How does CLICKS address the need?

Where CILIKA differs from regular microscopes is in its compact size and digital capabilities. The large size of conventional microscopes is primarily due to the path length of light required to achieve the desired magnification, says Ms. Unnikrishnan. CILIKA, however, boasts of a redesigned optical system to obtain the same path length in a smaller space without compromising on resolution or magnification.

This was the main reason behind creating CILIKA — to make microscopy portable and digital so that images could be sent from one place to another easily for diagnosis. Digitising microscopy allows it to be integrated with hospital information systems and coupled with the processing power of phones and tablets, some tests can even be automated. “These features couldn’t have existed before because the hardware wasn’t there. Now that the hardware is there, there is potential for all these facilities which can be done, so this is our current focus,” says Ms. Unnikrishnan.

What is your vision in the future?

 While the team intends to manufacture other healthcare devices — an automated blood typing system is in development — the focus for the short term is to expand CILIKA’s reach, with the potential there a lot greater. “We want to build an entire ecosystem around this (microscopy) from making lives easier for pathologists in urban areas to making diagnosis as simple as possible in rural areas,” says Ms. Unnikrishnan. They want to expand their reach in rural India by manufacturing products that can be used by low-skill workers. “We believe we can make this device so easy that it can even be used by ASHA (Accredited Social Health Activist) workers.”

The team hopes for their products to permeate four sectors — education, research, pathology labs and hospitals, and the public health sector, which works with the government and NGOs in rural areas. Negotiations are in progress with the Odisha government to use CILIKA in rural areas. “Odisha has one of the largest numbers of malaria cases in the country,” says Ms. Unnikrishnan. “If we can decrease the turnaround time and make diagnosis easier, our aim will be fulfilled.”

The company is also looking at cloud services for pathologists where they can communicate and share their research with each other.

While InfuCheck won them a host of awards, the team is quietly confident that CILIKA could be their breakthrough product. Already, organisatons such as Bhabha Atomic Research Centre, L&T Technology Services, the Indian Council for Agricultural Research and Cadila Healthcare are using it. Hospitals such as Lilavati and Holy Family in Bandra are also using the product, and negotiations are under way with others.

For Dr. Pradeep Vaideeswar, professor at Seth GS Medical College, the product helps with teaching. “The ease of photography without lag, and the ease of storage makes it very useful for teaching,” Dr. Vaideeswar says.
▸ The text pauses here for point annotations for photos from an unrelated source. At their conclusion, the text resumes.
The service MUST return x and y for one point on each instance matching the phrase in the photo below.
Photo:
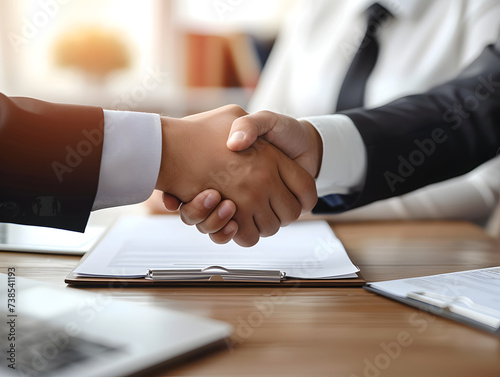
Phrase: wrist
(169, 154)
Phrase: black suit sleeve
(422, 139)
(50, 156)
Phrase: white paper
(481, 286)
(306, 250)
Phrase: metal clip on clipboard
(473, 311)
(216, 274)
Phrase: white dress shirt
(429, 42)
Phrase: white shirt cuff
(343, 167)
(131, 157)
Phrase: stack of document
(471, 297)
(143, 247)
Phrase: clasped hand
(243, 188)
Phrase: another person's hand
(298, 139)
(268, 189)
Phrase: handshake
(239, 176)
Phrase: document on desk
(472, 295)
(135, 245)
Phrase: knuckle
(220, 238)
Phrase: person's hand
(298, 139)
(267, 188)
(210, 214)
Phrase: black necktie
(352, 92)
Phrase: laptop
(60, 332)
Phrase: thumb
(285, 133)
(171, 202)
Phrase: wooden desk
(331, 331)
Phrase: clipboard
(211, 277)
(433, 307)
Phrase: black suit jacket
(50, 155)
(422, 139)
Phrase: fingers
(284, 132)
(226, 234)
(219, 218)
(170, 202)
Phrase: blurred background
(174, 57)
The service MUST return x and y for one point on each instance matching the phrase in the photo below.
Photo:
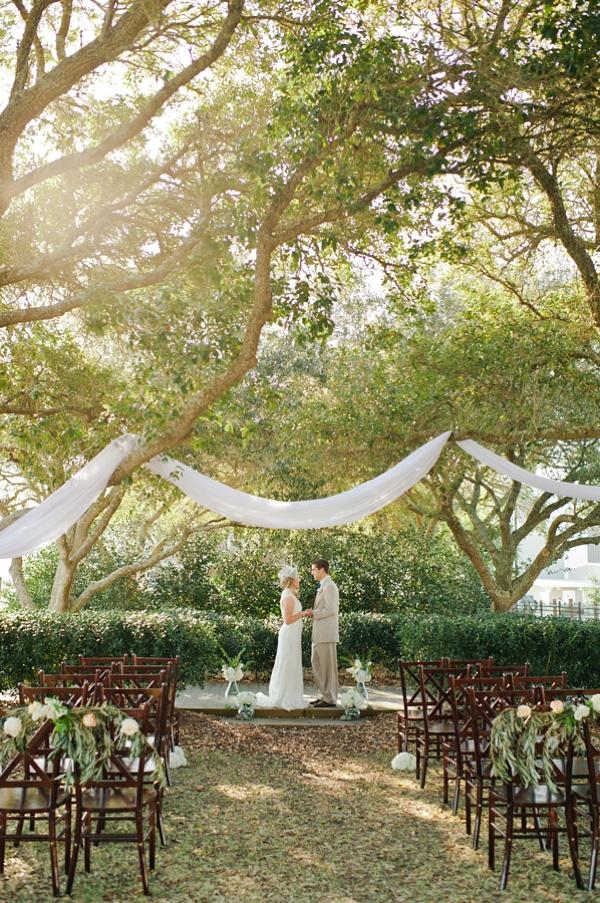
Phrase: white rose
(13, 726)
(37, 710)
(580, 712)
(404, 762)
(129, 727)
Akshata Sawant at BARC also commended the portability of the microscope. “It is convenient and flexible.”

Challenges?

But getting investors to back a hardware company hasn’t been easy. “With software or app-based products, there is a certain scale that investors are used to seeing whether in terms of revenue or growth,” says Ms. Unnikrishnan. It isn’t that easy to predict such things in the healthcare industry. “People are used to seeing such scaling now so a hardware company doesn’t seem that lucrative for an investor.”

Additionally, says Mr. Samrat, getting professionals to adopt their product, in spite of its clear benefits, isn’t always easy. “When you build something new and people are used to doing something in a particular way, even if there is a problem, they are hesitant to change,” he says.

So what makes them tick?

“Every time someone orders one of our devices it’s a personal success. Our products will make their lives easier,” says Ms. Unnikrishnan.

Mr. Samrat adds, “When we demonstrate our product in front of doctors it’s like solving a generations-old problem.”